3) I have recently completed deep system scans of my entire hard drive (IE: all of Windows 7 not just the System32 folder) using SpyBot, Malwarebytes, SUPERAntiSpyware and BitDefender. Not a single malicious file was detected.

4) I went ahead and deleted any registry entry that contained the word "conime" in regedit, which also resulted in it being removed from the Start Up tab of msconfig.

5) I also forgot to mention one VERY important fact. I run 100% of my internet usage through a Sandbox. I NEVER go online without it and have it set to automatically delete upon close. Also, I don't download ANY file that is not from a trusted source. Period.

While I'll certainly continue and post this into the malware forum if anyone thinks it's still necessary; I don't want to bog them down over nothing (as I know they walk you through a long process in order to knock malware out). I just don't want to waste their time If we can get a good idea this is nothing just based on this info first.

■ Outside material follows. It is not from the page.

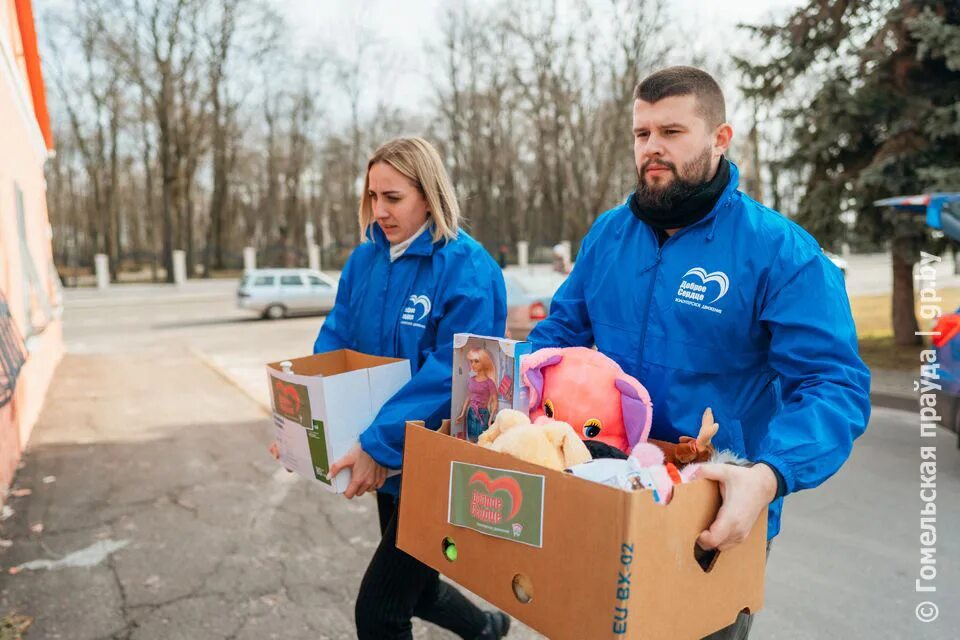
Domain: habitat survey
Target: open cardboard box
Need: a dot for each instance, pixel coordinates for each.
(591, 561)
(322, 402)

Thanks and any insight is much appreciated (but I feel pretty confidence I'm clean here).

 

Thanks for the thorough response. It sounds to me that the problem, if it ever was a problem (I'm not convinced) is now fixed. I'd keep a lookout for it over the next few days to see if it pops up again in your list of startup apps/services. However, given that you've wiped your system clean of any reference to conime.exe, I wouldn't post anything to the malware forum. I too am confident that your system is clean. Nice job with the sandboxing. I do the same any time I venture away from the handful of forums that I frequent.

You Googled every item in your startup list??? Wow, now that's impressive. Maybe a little obsessive... but impressive nonetheless

Good luck, and please post any new developments (hopefully none) in this thread.